High brightness and stability pure-blue perovskite light-emitting diodes based on a novel structural quantum-dot film

The further development of perovskite light-emitting diodes (PeLEDs) is severely retarded by poor stability and low brightness of pure-blue emission in the range of 460-470 nm wavelength. Here, we devise a novel structure sandwich panel (SWP) of perovskite quantum dot (QD) film to modulate charge recombination, in which this structure is the first time to be used in LEDs. The SWP film is constructed by inserting a ZnCl2 ultrathin interlayer into the middle of pure-blue emitting (460 nm wavelength) CsPbBr3 QD film. The charge recombination zone is completely limited within the SWP film by the interlayer to alleviate the accumulation of carriers at interfaces of the QD film and hole transport layer, thus reducing the interfacial exciton quenching and Auger recombination.
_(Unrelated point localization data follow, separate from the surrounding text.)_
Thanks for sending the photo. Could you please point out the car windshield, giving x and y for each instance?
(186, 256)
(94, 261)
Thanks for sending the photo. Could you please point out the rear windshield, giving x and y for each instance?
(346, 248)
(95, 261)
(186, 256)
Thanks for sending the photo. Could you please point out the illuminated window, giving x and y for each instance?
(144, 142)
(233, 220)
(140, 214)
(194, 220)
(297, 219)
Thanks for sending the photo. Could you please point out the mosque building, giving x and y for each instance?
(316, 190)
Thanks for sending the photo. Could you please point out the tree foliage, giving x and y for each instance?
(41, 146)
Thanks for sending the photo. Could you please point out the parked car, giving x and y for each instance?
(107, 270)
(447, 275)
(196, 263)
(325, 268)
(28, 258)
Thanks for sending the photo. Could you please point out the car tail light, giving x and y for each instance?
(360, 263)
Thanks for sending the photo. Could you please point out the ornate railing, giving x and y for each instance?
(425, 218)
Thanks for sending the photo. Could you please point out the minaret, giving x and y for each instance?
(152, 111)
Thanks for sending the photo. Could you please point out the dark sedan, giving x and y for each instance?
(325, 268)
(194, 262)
The PeLEDs based on SWP film show stabilized pure-blue emitting at 469 nm and external quantum efficiency (EQE) of 5% that shows low roll-off and maintains over 90% of the initial value at high luminance 10,000 cd m(- 2). The maximum luminance of the device is up to 10,410 cd m(- 2), which is the highest value for pure-blue PeLED reported, meeting the requirement of brightness in pixel for the augmented displays. The operational half-lifetime under continuous operation at the initial luminance of 100 cd m(- 2) is 59 h, which is the best operational stability for the known blue PeLEDs.

Automated summary

Researchers have developed a novel structure for perovskite quantum dot (QD) films to enhance the stability and brightness of pure-blue emission in perovskite light-emitting diodes (PeLEDs). By incorporating an ultrathin interlayer into the QD film, the charge recombination is effectively controlled, reducing exciton quenching and Auger recombination. The PeLEDs based on this structure exhibit stabilized pure-blue emission and high external quantum efficiency, maintaining high brightness even at high luminance.